Ecco che i brevi concetti appena evidenziati traballano, alla prova con un valore (la lotta alla pedopornografia) che chiede di esser bilanciato con un altro (l’estrinsecazione del pluralismo delle idee).

Come spesso accade in queste circostanze, non esiste la risposta giusta in assoluto. O meglio, non c’è una cartina che ci indichi esattamente dove siano le coordinate di questo bilanciamento, dove si trovi il punto d’equilibrio.

Certamente l’intervento ab extra si renderebbe sempre più superfluo se solo aumentasse la consapevolezza degli utenti. Come altre volte è stato detto su R&P Mag, l’educazione digitale porterebbe ad avere users più capaci a relazionarsi con i contenuti deplorevoli, evitandoli e confinandoli. Risulterebbe limitata, allora, la necessità di un “Facebook etico”.
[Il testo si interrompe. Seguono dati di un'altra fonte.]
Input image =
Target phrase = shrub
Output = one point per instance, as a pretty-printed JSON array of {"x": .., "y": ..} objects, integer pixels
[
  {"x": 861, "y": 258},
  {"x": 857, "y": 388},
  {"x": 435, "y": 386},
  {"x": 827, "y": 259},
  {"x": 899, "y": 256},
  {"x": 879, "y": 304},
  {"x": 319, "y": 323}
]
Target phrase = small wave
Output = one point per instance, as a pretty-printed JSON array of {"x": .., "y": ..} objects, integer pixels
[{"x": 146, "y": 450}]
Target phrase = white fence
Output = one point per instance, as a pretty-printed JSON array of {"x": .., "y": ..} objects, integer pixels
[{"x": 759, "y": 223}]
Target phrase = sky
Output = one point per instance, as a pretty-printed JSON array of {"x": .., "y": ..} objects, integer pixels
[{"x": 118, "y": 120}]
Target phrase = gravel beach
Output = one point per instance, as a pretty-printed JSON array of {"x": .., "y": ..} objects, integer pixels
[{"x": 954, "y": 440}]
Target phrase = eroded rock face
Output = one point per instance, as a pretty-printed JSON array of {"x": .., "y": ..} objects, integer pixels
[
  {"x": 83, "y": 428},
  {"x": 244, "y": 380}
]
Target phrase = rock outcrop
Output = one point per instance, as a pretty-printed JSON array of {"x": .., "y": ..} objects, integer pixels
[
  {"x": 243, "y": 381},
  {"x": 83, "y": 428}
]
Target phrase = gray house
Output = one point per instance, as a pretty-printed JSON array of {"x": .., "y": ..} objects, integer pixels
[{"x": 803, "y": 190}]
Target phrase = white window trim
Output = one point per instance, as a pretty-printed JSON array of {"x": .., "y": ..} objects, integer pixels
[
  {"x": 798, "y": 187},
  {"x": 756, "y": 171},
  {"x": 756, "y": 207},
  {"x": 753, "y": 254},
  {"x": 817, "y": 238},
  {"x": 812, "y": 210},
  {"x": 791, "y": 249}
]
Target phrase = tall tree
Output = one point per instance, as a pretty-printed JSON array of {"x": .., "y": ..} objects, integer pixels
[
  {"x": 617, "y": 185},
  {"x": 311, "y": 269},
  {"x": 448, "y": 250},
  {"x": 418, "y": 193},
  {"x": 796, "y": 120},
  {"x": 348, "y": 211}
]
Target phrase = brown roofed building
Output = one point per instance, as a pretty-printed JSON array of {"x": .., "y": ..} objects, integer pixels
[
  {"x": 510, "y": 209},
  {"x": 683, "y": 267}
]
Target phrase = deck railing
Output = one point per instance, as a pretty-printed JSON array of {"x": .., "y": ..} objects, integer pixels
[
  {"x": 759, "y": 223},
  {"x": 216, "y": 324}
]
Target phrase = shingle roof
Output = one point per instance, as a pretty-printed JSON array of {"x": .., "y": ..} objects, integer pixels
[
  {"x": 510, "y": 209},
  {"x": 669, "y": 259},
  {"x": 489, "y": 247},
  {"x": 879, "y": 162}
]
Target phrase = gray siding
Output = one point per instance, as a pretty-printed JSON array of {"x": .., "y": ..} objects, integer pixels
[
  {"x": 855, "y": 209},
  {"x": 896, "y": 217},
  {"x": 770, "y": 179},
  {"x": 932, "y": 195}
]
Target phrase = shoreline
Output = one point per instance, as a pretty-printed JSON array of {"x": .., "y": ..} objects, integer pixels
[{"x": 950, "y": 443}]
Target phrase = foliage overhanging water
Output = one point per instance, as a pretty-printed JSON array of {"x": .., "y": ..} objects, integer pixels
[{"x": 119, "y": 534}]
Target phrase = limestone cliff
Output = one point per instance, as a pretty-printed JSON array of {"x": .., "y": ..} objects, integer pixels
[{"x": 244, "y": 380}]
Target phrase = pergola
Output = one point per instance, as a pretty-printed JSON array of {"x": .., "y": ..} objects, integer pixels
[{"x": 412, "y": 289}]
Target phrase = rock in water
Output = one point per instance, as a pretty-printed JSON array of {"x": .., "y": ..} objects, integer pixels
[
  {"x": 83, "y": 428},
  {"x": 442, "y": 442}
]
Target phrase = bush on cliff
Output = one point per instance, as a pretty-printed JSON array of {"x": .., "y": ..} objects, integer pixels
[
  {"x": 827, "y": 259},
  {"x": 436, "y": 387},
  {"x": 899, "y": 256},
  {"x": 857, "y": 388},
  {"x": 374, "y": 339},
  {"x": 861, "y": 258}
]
È al contempo impensabile che tutti gli utenti siano sempre educati dal punto di vista digitale in maniera sufficiente a rendere irrilevante ogni tipo di insidia. Ci saranno utenti deboli cui Facebook probabilmente penserà al momento dell’aggiornamento dell’algoritmo. Tenendolo a mente, si potrà vigilare sulla messa in atto dello stesso, ricordandoci dei valori in gioco da bilanciare e delle differenti caratteristiche tra il filtro automatico dell’intelligenza artificiale e la discrezione dell’intelligenza umana.